Calvin and Campau Pen Pals Meet
Calvin and Campau Pen Pals Meet
December 10, 2004
In early December students from Campau Park Elementary School finally met their Calvin College pen pals.
Gathered in the lobby of one of the Calvin apartments were 14 second and third graders from Campau Park and their Calvin pen pals.
The Campau Park students presented their Calvin writing buddies with a handmade Christmas ornament and the Calvin students also gave their Campau pen pals gifts. Then the entire gathering decorated Christmas cookies, sang carols and played games.
“I thought it was really successful. The Calvin students enjoyed themselves. The Campau kids enjoyed themselves,” says Louise Henshaw, the Calvin junior who organized the gathering.

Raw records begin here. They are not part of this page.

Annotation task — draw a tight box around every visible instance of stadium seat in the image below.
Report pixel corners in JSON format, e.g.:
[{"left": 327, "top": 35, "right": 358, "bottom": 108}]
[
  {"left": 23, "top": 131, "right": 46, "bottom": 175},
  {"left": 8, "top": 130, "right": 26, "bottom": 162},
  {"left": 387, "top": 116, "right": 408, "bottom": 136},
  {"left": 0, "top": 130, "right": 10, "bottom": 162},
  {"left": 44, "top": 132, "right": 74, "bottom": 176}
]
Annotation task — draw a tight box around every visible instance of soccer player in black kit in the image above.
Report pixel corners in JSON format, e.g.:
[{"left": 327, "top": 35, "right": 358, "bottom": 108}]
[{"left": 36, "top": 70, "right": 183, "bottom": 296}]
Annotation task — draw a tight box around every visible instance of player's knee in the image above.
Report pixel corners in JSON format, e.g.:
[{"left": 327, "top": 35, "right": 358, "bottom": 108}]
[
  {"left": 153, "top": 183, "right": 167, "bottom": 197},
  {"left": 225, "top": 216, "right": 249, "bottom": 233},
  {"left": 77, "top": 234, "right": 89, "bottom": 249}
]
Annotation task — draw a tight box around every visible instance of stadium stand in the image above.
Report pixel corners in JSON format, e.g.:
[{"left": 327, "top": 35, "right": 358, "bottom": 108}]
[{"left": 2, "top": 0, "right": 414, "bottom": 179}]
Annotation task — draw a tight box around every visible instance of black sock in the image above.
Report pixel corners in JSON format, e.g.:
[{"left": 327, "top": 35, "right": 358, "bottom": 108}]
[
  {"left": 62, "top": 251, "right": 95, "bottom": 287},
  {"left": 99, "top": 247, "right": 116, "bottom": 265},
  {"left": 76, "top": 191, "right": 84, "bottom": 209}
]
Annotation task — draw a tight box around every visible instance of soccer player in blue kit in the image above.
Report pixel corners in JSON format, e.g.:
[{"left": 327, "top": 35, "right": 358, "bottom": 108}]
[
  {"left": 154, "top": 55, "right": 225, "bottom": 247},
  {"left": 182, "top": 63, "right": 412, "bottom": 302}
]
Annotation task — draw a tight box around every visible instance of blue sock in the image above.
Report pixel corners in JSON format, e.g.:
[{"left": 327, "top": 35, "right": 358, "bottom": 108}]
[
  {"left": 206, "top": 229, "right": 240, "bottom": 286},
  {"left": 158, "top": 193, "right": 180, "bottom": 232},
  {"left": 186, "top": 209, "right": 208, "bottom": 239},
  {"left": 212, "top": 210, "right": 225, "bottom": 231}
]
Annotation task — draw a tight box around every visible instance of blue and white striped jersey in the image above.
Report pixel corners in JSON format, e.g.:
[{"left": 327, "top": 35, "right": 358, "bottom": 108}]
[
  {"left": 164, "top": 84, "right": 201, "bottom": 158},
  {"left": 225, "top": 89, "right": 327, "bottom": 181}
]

A teacher aide in Alicia Timmer’s combined second and third-grade class at Campau Park, Henshaw initiated the written correspondence between the elementary school and Calvin.
“I thought that would be a great way for me to get Calvin to get connected to the community,” she says.

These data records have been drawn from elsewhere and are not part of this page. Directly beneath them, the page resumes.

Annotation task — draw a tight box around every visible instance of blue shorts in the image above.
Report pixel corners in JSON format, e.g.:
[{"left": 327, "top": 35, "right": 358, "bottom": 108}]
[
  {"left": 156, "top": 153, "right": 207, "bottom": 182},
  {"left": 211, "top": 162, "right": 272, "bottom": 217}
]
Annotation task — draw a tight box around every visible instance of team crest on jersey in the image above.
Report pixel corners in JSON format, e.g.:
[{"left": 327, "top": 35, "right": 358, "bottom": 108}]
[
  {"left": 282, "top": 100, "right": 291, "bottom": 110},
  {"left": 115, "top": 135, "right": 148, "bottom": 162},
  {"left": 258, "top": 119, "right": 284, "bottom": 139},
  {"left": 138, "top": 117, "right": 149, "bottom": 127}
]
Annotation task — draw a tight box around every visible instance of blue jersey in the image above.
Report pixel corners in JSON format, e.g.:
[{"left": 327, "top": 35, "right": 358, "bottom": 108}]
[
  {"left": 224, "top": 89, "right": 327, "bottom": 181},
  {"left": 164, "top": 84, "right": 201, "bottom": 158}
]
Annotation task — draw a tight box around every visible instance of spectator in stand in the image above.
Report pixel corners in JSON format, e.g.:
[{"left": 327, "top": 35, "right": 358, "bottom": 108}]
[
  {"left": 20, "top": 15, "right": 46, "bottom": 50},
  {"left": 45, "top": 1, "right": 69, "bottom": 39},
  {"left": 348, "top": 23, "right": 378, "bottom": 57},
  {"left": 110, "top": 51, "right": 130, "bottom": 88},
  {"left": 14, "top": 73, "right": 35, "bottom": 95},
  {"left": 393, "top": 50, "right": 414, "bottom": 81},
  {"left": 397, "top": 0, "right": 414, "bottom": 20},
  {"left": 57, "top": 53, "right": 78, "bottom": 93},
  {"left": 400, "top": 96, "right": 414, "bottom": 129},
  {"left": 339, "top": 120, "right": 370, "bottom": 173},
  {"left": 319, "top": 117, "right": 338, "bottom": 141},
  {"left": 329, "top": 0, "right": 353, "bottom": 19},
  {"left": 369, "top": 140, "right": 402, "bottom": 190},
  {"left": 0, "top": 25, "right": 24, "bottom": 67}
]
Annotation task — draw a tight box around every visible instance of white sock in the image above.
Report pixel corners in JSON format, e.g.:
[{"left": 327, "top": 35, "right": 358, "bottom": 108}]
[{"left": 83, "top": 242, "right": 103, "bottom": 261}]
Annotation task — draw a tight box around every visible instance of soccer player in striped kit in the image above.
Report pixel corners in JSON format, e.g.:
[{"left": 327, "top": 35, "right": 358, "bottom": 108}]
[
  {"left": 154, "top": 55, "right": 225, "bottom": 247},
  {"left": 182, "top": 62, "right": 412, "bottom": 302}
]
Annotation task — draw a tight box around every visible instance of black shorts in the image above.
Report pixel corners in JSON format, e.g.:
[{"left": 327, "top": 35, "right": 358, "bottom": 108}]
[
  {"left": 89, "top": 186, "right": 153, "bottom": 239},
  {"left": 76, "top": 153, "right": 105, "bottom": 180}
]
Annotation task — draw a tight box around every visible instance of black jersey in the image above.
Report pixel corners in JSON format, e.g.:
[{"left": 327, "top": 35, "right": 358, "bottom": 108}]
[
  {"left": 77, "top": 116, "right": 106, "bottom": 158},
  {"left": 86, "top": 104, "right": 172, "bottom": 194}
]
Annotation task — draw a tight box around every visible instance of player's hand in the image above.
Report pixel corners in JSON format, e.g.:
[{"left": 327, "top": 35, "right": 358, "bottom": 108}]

Henshaw made the first letters from the Calvin pen pals a surprise for the Campau students.
After that, the written exchange flourished.
The Campau children looked forward to the weekly mail from their pen pals and the converse was also true.

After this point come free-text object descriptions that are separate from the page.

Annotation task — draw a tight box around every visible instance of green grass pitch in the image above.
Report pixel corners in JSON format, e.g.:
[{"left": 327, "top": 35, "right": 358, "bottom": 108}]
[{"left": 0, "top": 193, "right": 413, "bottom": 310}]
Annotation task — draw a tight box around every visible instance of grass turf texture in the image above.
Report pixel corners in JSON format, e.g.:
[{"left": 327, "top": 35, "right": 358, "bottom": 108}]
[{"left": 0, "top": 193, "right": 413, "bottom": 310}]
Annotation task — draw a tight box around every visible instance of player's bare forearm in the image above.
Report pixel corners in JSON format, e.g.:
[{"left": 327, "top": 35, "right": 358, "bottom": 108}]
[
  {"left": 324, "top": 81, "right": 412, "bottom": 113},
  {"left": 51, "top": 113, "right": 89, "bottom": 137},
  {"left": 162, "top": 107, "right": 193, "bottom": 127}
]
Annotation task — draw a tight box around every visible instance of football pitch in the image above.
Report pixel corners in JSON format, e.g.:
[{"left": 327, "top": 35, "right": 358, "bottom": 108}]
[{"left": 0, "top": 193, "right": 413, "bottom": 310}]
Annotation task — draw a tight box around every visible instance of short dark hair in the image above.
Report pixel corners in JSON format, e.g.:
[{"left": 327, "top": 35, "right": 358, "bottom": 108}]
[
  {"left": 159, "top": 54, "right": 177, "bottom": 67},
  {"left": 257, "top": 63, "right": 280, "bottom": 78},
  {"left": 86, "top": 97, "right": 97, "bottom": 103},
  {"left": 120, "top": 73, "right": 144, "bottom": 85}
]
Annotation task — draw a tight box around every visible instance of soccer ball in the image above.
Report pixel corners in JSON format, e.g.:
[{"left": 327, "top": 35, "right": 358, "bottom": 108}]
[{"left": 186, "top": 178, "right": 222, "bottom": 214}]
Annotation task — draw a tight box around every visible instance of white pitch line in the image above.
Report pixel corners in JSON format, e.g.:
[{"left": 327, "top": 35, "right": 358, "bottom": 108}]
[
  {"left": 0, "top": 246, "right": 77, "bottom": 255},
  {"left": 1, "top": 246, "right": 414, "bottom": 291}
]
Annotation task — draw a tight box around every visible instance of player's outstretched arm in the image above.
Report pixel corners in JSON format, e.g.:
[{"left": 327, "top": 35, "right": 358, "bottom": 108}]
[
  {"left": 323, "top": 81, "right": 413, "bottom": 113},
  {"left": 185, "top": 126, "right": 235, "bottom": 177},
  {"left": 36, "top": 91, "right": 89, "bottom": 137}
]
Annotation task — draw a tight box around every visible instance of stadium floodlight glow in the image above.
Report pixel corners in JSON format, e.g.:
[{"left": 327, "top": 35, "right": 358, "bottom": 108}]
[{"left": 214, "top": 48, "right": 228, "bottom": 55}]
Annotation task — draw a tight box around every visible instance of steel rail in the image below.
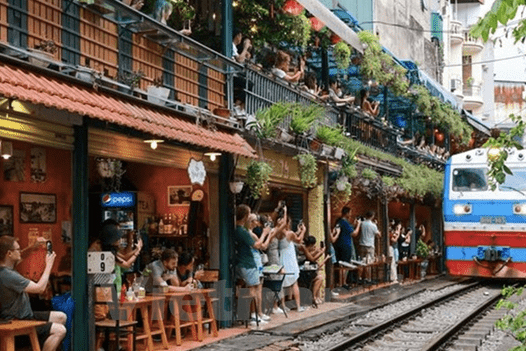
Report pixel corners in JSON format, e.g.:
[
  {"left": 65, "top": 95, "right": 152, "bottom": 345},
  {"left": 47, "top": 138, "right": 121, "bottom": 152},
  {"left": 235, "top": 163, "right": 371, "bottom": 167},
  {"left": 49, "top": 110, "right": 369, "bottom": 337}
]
[{"left": 326, "top": 281, "right": 481, "bottom": 351}]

"Calvin students were so excited to get their letters," Henshaw says. "It’s a nice study break."
The Christmas meeting was inspired, she adds, by her experience with a pen pal when she was in elementary school in Crystal Lake, Illinois, and got to meet her pen pal.
Calvin has an enduring relationship with Campau Park.
In 2000, Calvin spearheaded an innovative program, which partnered Calvin students and seniors from New Hope Baptist Church with Campau’s students in after-school technology-mentoring relationships. Called the “Computer Kids Club,” the program is now funded by the Grand Rapids Public Schools.
“The Campau school partnership is even further enhanced by this contribution,” says Carol Rienstra, Calvin’s director of community relations. “Louise did a wonderful job of thinking outside the box in making a new connection with the community.”
“One girl told me, ‘Miss Henshaw, this is the best day ever. I don’t want to leave. I want to stay with my pen pal,” Henshaw recalls.